Anche l’ambientazione è moderna, con questa struttura metallica che viene adattata di volta in volta…
Sì, abbiamo preso le parole del Manzoni, storte in bocca, con una sintassi e una grammatica pazzesca, lontanissima da noi, e abbiamo deciso di farle sentire queste parole, anziché riscriverle, di (p)renderle contemporanee nel senso drammatico del termine, così come in una casa può stare un mobile antichissimo in uno spazio high-tech. C’è questa associazione di segni che non sono più in contrasto uno con l’altro nel mondo contemporaneo. Al netto del fatto che in ogni spettacolo, in ogni manifestazione, in ogni comunicazione, in ogni relazione c’è una mancanza di sincerità totale, ma nella vita delle persone pure succede e sulla scena, in qualche modo, tutto questo è specchio. Quello che magari può sembrare strano – le acerbità di azione verbale, essere personaggio, immedesimarsi, parole che forse non trovano più spazio oggi nel teatro – in uno spettacolo come questo è normale venga percepito molto di più perché essendo un linguaggio non accomodante, non rassicurante, non educato, piuttosto vero anziché preciso, da più fastidio. Da una rappresentazione classica, dove vediamo in scena una cosa che non ci stimola, non ci chiama all’attenzione, alla discussione, a ritornare su un passo del libro, usciamo rassicurati. A me, invece, piace pensare che il teatro non sia una pausa rispetto alla vita ma sia la vita stessa e quindi si stia in scena con il pubblico veramente a discutere di noi. Questa è la consegna rituale.
Lo spettatore è sempre al centro dei tuoi pensieri?

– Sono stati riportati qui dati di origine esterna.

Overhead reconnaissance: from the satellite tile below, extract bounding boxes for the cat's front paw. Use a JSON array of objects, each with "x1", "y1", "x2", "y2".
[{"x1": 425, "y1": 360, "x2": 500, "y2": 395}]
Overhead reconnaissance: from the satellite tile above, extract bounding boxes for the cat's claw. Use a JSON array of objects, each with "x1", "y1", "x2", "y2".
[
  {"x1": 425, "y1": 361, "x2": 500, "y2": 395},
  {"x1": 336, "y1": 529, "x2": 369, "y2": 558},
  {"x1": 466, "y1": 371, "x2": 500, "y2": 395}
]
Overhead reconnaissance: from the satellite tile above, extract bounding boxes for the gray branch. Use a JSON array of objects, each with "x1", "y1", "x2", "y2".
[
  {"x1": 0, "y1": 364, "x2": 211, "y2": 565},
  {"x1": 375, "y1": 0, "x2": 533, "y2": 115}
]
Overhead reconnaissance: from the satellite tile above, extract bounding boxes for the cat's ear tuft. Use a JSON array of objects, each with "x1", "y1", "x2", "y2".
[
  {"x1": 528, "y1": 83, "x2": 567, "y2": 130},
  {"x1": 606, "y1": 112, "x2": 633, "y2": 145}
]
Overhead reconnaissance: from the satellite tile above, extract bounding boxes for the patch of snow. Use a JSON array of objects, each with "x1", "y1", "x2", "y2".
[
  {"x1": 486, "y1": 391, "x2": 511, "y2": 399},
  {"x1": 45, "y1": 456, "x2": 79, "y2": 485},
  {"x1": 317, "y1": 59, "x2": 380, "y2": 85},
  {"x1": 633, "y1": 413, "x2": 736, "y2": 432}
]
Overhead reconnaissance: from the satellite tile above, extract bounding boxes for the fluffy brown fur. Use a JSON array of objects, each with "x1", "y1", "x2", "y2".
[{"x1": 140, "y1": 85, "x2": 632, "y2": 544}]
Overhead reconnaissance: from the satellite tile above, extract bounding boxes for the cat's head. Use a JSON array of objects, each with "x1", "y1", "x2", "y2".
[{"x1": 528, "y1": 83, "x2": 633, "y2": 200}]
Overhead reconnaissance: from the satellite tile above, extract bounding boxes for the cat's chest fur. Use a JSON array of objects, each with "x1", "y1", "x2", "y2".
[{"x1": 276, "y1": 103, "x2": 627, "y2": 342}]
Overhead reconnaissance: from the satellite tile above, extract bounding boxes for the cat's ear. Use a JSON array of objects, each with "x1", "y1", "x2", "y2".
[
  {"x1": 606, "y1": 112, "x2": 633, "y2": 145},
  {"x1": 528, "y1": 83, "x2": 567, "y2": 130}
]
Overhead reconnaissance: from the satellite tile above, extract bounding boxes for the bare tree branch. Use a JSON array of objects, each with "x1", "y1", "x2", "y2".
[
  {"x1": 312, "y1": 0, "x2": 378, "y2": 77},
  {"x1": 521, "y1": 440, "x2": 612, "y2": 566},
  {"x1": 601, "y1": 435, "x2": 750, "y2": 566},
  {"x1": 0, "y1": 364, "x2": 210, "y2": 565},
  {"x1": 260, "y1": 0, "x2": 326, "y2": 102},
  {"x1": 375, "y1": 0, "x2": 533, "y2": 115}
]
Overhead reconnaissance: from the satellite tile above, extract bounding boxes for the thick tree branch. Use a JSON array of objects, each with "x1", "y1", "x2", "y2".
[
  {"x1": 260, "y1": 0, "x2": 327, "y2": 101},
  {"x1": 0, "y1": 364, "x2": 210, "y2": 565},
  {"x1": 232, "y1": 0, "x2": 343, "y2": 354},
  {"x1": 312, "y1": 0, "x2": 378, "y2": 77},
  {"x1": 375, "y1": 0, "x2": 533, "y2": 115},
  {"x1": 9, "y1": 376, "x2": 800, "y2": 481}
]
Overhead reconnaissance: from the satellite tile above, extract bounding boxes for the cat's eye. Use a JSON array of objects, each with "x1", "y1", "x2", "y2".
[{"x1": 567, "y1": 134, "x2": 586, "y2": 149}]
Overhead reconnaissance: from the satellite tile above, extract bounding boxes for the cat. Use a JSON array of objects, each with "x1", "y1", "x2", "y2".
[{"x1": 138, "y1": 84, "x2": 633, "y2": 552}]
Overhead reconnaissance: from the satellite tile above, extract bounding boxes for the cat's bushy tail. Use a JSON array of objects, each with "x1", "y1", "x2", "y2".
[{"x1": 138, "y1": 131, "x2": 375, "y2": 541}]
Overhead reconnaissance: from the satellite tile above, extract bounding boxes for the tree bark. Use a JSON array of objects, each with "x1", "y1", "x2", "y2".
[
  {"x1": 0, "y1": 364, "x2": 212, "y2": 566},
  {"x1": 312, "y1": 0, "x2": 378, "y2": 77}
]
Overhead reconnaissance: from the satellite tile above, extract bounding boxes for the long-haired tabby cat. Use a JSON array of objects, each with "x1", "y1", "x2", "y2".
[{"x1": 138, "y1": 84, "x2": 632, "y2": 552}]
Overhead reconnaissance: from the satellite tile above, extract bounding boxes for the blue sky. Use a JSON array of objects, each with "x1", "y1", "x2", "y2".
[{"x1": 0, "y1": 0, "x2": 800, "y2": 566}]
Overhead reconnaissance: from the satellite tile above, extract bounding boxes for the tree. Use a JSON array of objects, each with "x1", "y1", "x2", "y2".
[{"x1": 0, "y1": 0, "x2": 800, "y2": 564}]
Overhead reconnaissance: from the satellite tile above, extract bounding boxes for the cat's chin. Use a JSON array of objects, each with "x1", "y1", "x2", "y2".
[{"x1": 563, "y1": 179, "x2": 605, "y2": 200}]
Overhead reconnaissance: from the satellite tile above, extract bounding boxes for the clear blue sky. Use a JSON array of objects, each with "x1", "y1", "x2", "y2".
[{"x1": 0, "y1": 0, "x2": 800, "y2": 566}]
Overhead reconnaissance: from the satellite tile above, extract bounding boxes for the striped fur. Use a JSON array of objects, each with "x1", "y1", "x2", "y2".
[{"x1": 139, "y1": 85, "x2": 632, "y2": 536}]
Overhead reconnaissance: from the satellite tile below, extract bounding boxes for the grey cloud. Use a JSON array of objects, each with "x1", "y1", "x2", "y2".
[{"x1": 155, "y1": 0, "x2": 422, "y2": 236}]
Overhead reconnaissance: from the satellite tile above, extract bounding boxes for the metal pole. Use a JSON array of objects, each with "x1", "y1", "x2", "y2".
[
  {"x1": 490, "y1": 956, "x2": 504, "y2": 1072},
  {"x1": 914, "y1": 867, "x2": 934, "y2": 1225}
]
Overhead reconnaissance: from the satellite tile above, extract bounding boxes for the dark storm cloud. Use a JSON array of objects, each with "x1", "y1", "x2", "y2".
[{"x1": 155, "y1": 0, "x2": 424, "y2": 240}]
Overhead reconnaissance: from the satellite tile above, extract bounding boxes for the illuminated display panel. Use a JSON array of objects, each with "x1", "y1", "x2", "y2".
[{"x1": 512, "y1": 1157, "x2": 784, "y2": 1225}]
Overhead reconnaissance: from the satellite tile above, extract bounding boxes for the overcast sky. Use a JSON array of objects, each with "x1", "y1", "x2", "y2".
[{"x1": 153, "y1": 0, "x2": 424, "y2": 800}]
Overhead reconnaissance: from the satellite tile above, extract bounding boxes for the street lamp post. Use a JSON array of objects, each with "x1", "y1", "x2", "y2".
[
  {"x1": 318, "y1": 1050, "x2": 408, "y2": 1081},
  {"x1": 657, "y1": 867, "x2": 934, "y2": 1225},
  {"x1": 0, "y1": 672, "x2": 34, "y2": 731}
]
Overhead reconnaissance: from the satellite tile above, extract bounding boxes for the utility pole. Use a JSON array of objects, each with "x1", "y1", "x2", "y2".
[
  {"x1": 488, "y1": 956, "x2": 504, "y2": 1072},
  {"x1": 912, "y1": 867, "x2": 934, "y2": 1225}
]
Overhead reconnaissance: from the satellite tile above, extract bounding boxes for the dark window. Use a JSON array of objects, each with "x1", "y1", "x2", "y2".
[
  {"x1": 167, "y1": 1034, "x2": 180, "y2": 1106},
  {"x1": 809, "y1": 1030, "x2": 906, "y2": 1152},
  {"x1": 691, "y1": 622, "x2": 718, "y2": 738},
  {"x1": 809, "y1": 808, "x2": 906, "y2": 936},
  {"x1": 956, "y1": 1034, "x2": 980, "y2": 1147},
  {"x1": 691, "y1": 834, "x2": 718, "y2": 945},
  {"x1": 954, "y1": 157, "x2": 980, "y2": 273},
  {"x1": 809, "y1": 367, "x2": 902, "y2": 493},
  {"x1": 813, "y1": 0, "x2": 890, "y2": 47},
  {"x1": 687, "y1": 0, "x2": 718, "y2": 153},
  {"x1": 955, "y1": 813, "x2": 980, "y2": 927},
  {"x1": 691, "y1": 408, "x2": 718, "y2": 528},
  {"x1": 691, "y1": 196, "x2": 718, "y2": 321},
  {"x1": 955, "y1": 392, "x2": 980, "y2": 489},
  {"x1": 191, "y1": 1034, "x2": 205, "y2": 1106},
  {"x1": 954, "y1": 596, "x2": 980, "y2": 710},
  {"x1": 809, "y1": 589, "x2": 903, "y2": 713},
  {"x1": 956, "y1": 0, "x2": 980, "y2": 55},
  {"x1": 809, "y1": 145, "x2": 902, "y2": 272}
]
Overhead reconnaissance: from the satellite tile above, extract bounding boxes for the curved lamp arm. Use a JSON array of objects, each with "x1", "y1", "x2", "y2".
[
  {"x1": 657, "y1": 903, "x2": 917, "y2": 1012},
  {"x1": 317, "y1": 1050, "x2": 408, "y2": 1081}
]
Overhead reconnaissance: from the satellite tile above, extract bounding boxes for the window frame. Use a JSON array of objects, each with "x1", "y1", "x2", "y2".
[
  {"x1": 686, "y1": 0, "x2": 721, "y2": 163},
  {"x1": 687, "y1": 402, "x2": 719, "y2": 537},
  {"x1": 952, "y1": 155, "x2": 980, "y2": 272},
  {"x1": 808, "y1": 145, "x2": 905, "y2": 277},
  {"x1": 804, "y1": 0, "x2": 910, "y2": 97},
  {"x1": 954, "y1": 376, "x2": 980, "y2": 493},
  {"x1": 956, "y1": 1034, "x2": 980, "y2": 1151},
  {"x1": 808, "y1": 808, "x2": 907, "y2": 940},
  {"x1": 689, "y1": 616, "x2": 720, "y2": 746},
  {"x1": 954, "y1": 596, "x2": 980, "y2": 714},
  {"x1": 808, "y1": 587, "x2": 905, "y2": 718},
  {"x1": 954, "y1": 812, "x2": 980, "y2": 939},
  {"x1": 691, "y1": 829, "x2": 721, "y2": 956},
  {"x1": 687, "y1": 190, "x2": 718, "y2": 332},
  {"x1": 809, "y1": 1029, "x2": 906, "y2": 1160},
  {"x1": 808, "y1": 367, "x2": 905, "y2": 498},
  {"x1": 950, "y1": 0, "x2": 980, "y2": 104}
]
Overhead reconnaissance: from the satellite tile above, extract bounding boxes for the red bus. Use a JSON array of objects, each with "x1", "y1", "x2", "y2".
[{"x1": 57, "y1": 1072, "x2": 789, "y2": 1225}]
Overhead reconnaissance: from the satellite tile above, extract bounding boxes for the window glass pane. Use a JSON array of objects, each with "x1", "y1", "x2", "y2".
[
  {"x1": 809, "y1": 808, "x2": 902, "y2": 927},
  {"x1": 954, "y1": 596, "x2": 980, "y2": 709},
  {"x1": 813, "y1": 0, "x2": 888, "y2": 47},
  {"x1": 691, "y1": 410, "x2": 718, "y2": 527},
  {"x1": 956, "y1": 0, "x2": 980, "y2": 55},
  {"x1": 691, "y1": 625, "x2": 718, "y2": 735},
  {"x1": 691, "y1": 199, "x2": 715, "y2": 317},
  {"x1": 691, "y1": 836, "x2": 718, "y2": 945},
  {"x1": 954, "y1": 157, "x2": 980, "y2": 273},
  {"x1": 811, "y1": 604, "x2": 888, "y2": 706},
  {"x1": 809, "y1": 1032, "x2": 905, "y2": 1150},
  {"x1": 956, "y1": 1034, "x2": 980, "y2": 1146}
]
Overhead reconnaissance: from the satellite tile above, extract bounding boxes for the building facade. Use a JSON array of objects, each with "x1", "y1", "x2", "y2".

Ogni volta che iniziamo una replica continuiamo a sistemare alcuni aspetti perché non è un linguaggio stabilito, è un principio empirico quello con cui ti relazioni a una platea. Noi per esempio facciamo prove con il pubblico presente in sala perché abbiamo bisogno di sentire cosa accade nelle relazioni umane e questa cosa – detto che ci impegnano al massimo a render concreto il fatto qual è – è sempre un racconto, è così a partire da Omero, e l’estetica non esiste, cioè il teatro non lo possiamo cristallizzare in una forma, è qualcosa che in quel momento avviene nelle relazioni tra le persone. C’è bisogno di un respiro, di un orizzonte che è quello di comunicare agli altri il nostro pensiero. Si può non essere totalmente d’accordo, ma si deve essere sinceri e scoprire qual è la necessità e questo noi lo facciamo sempre, ogni giorno prima di andare in scena. E il pubblico deve decidere di lasciarsi andare nel gioco, deve venire a teatro per vedere cose nuove, altrimenti diventa noioso, invece è bello sorprendersi, vuol dire che si è vivi. Quando vado a teatro preferisco vedere spettacoli non perfetti, anche sporchi, però che diano segno di vita. Per questo a volte ci si emoziona molto nel vedere il saggio finale dei ragazzi che fanno teatro a scuola perché c’è un sogno del teatro, una voglia di farlo che spesso diventa molto più poetico, e va al di là di quello che stavamo dicendo, con un’umanità che talvolta si rifiuta perché si diventa mestieranti e sembra che veramente qualcuno ci obblighi a fare teatro. Invece non ci obbliga nessuno.